Em: Obrigada! Sempre há espaço para falar mais sobre isso. É importante usar sua voz para mandar mensagens positivas por aí.
Simone: Acho que punk rock e punk no geral sempre apoiou a ideia de igualdade, direitos humanos e liberdade de expressão. Desde Satanic Surfers até Fugazi, a humanidade e a psicologia da alma se tornaram mais compreensíveis.
Tom: Acho que a música de hoje está dentro de uma bolha. Então se torna ainda mais importante desafiar o status quo agora e não apenas escrever sobre o que você sabe que será bem recebido. “Only Women Bleed” foi lançada em 1975. A parte frustrante é pensar o quanto realmente mudou desde então?
WM: Como Femegades planeja derrubar o sexismo, começando com “Pornsick”?

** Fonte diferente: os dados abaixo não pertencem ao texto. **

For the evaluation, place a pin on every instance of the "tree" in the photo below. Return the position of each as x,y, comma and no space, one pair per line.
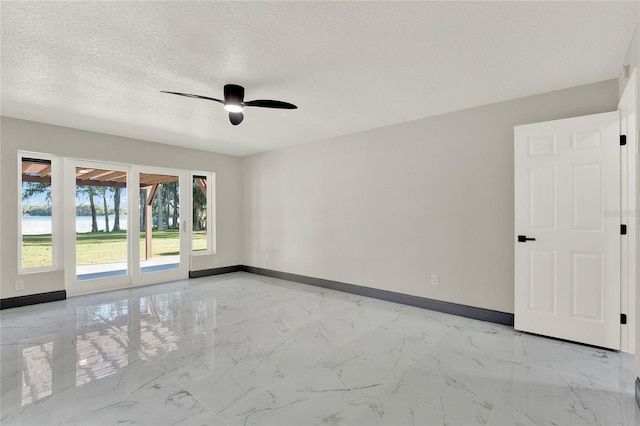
160,198
116,209
31,189
176,204
199,207
94,220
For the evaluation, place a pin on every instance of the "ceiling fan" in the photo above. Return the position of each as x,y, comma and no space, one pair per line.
234,102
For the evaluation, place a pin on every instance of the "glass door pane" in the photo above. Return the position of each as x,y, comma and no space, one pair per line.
159,222
199,210
100,223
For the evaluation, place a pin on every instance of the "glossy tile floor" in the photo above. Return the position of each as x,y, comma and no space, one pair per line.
241,349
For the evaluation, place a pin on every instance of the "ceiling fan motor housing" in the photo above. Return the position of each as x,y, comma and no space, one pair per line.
233,94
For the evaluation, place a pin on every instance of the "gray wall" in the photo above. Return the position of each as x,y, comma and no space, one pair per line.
388,207
31,136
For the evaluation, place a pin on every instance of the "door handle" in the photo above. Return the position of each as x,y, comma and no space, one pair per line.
524,239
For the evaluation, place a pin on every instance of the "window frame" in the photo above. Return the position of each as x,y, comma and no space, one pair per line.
55,213
211,214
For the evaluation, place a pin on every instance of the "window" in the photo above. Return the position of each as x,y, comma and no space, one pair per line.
38,217
202,223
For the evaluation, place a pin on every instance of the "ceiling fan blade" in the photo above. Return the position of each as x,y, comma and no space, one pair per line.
268,103
189,95
236,118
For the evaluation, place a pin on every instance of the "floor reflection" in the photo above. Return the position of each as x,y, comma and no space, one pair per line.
108,337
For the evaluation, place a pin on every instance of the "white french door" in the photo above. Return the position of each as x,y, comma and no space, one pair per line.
567,224
161,243
124,225
97,236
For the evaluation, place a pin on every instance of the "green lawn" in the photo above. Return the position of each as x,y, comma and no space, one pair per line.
102,247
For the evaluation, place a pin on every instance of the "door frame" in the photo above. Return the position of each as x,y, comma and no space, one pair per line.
182,272
73,286
628,109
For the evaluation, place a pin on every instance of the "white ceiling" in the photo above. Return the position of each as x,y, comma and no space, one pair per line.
349,66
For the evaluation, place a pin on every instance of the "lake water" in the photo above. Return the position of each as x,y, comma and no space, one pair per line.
35,225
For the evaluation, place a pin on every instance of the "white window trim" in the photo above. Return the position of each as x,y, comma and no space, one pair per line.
55,213
211,214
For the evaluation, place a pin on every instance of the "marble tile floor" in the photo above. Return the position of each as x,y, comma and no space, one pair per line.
242,349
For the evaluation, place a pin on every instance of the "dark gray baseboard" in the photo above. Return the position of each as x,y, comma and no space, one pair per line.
406,299
32,299
216,271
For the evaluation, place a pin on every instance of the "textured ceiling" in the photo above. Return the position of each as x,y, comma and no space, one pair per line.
349,66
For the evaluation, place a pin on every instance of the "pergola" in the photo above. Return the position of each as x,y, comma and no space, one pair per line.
39,171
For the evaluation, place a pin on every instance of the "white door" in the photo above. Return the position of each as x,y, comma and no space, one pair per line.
160,211
97,228
567,225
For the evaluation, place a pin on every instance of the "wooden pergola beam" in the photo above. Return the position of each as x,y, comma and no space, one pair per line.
148,225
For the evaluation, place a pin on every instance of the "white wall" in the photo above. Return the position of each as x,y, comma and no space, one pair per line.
37,137
388,207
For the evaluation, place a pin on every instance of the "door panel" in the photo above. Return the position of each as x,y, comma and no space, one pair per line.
567,183
97,233
161,247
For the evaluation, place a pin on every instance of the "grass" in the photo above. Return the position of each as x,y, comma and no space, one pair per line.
103,247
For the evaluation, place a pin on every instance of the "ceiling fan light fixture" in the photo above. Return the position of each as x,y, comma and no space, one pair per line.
233,107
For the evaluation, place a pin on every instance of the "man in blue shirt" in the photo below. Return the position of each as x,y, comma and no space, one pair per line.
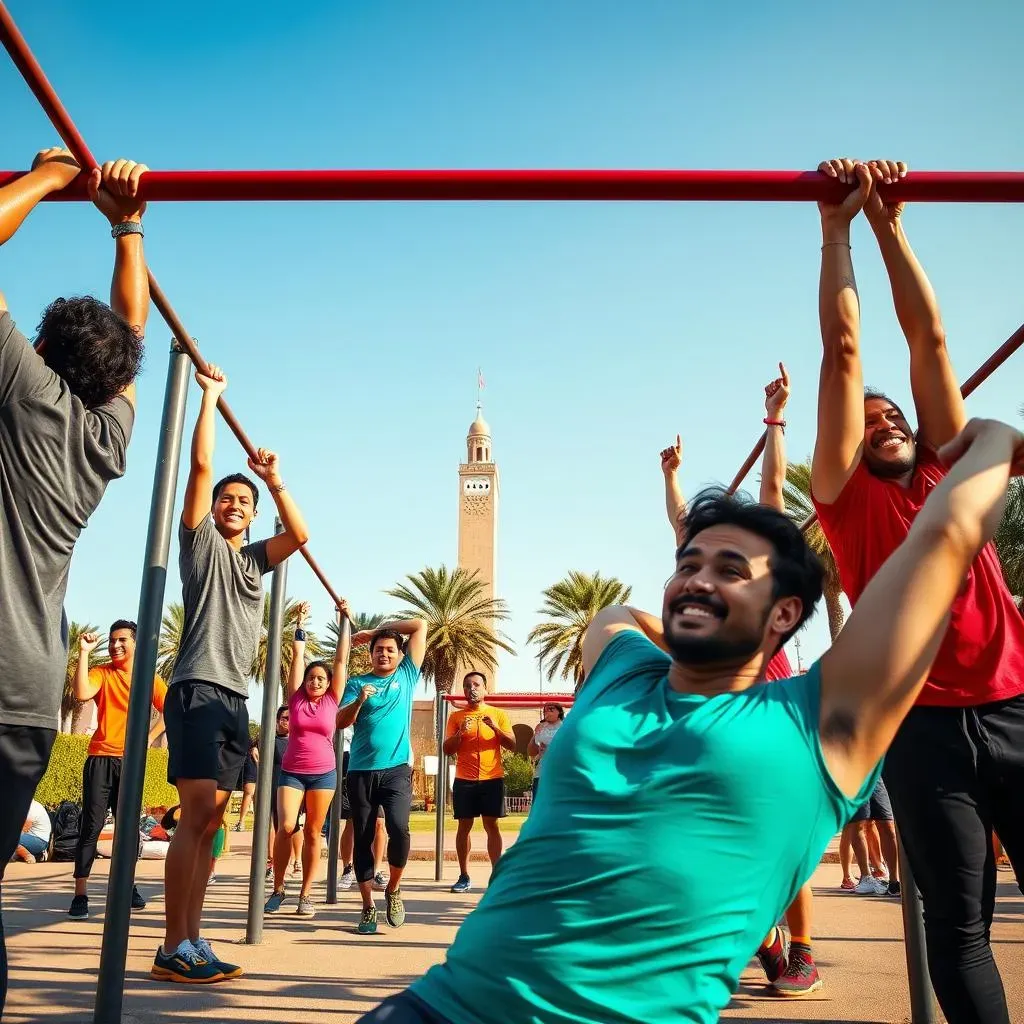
379,706
653,863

Kat: É importante que as bandas usem a plataforma que possuem para falar sobre esses problemas e finalizar o ciclo ao fazer algo sobre isso. Reunir as pessoas pela música, manter a discussão, fazer as pessoas pensarem. Existem também muitas instituições de caridade e organizações excelentes ajudando as pessoas, acho que nosso trabalho é tentar fazer com que essas mensagens e temas cheguem às pessoas que ainda não pensam neles.

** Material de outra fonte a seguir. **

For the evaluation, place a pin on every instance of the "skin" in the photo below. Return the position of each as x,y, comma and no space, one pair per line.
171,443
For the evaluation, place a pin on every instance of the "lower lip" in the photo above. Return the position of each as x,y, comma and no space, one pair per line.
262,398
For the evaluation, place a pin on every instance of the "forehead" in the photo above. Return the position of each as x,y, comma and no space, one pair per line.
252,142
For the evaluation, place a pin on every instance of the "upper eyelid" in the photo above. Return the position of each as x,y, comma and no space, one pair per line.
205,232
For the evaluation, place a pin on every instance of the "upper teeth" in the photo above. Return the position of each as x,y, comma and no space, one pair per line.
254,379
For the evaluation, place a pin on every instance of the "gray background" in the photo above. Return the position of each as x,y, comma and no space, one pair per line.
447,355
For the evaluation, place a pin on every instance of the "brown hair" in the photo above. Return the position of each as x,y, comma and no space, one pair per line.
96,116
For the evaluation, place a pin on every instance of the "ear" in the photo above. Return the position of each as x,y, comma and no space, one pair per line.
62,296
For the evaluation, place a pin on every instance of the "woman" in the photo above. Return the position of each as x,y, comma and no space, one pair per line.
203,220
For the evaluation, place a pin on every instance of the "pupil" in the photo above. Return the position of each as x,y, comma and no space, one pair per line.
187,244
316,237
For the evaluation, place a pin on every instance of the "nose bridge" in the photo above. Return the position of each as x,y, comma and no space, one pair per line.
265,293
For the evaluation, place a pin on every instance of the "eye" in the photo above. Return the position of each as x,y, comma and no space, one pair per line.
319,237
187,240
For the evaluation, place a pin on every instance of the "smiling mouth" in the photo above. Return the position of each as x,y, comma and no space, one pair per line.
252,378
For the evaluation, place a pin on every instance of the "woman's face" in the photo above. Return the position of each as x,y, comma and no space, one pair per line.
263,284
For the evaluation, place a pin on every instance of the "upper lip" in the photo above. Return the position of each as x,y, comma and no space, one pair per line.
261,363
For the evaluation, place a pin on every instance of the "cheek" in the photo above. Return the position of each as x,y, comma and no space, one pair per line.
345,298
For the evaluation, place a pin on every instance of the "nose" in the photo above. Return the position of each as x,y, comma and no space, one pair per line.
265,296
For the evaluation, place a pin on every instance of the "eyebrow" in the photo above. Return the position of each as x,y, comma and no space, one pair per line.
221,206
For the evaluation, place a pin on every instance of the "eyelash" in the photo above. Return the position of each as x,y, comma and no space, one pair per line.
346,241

Em: Sim, estamos apenas fazendo as perguntas. Se podemos escrever uma música que soa ótima e alguém está ouvindo, é uma boa chance de ter letras que realmente atinjam o alvo. Talvez seja assim que a mudança aconteça. Uma pessoa, uma pergunta de cada vez.
WM: O futuro do rock e do punk é feminino?
Kat: É qualquer coisa que você quer que seja!
Simone: Acho que o futuro é preservar esse delicado equilíbrio de trabalho colaborativo.
Em: Sim. [risos] Estamos animadas para ver como isso se desenvolve.